'I'm gonna get myself a fire truck': How a small town B.C. fire department was born
Seven years ago, Ian Hicks bought the fire truck featured in Rambo: First Blood
After two decades of living in tiny McLeese Lake, B.C., Ian Hicks decided he wanted to buy a fire truck.
"A lot of guys in the town all said: 'You can't do that, you don't know what you're doing'," Hicks told Now or Never.
Hicks has a day job as a landfill garbage contractor. But seven years ago, he became fed up with the lack of emergency services in his community.
"I'm not one to go around feeling helpless," said Hicks. "Every time there was an incident or crisis you'd have all kinds of people coming out and standing with their mouths open."
No manual, no gear, no hoses
So when he saw a 1972 Ford fire truck sitting on the side of the highway, Hicks knew he had to buy it. And it turned out to be not just any fire truck — it was featured in the 1982 action flick Rambo: First Blood starring Sylvester Stallone, which happened to be filmed nearby.
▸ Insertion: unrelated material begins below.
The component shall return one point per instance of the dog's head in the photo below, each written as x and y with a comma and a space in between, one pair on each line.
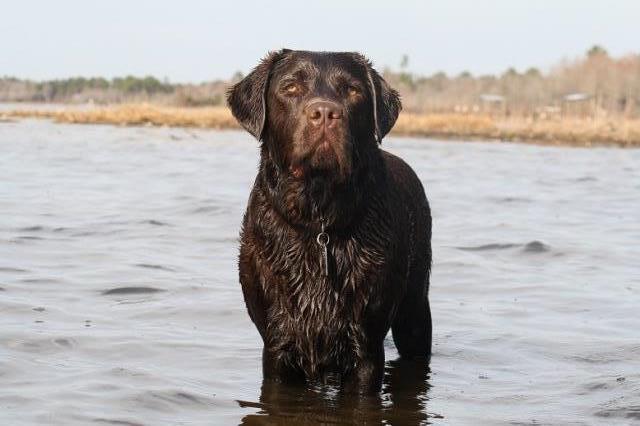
316, 112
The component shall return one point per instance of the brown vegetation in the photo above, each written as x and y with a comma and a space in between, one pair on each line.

"There was no books, manual, no gear, no hoses — but it did pump water," said Hicks.
Now that he had a fire truck, Hicks began recruiting others from the community to volunteer. But first, they had to learn how to fight fires.
"It was quite chaotic and disorganized," laughed Hicks, as he recalled a particularly stressful early incident. "We rolled down the hill dragging the hoses behind us. It was just a gong show."
From ragtag to first responders
The McLeese Lake Volunteer Fire Department has come a long way from those early days.
Now, the small department has fifteen volunteers and three fire trucks. So if you're ever in the Cariboo region needing help, Ian and his crew will jump into action— even if further assistance is needed from larger departments.
"One of our people might only live five minutes away, and they're going to get that text and go: 'Oh my god, that's Bobby's place, that's just down the street,' and they're going to get over there in that critical time."
But while the fire department might have proximity to the community on their side, Hicks says they still lack resources.
They're going to get over there in that critical time.- Ian Hicks
"We currently don't have a fire hall. Without a fire hall you have no home base," said Hicks, "A fire hall will make it so we can be warm and have trucks full of water in the winter time."
Although their team is small, Hicks said that having a local team of first responders has made a huge difference to the safety of the community.
During the devastating 2017 wildfire season, the McLeese Lake department was crucial in protecting the area. As a lightning-strike fire approached the community, it was their team that managed to hold back the flames.
"It would have grown to four miles wide and destroyed everything," said Hicks. "We stopped it. It was a pretty joyful situation. Even with our little ragtag group and our 35-year-old fire truck!"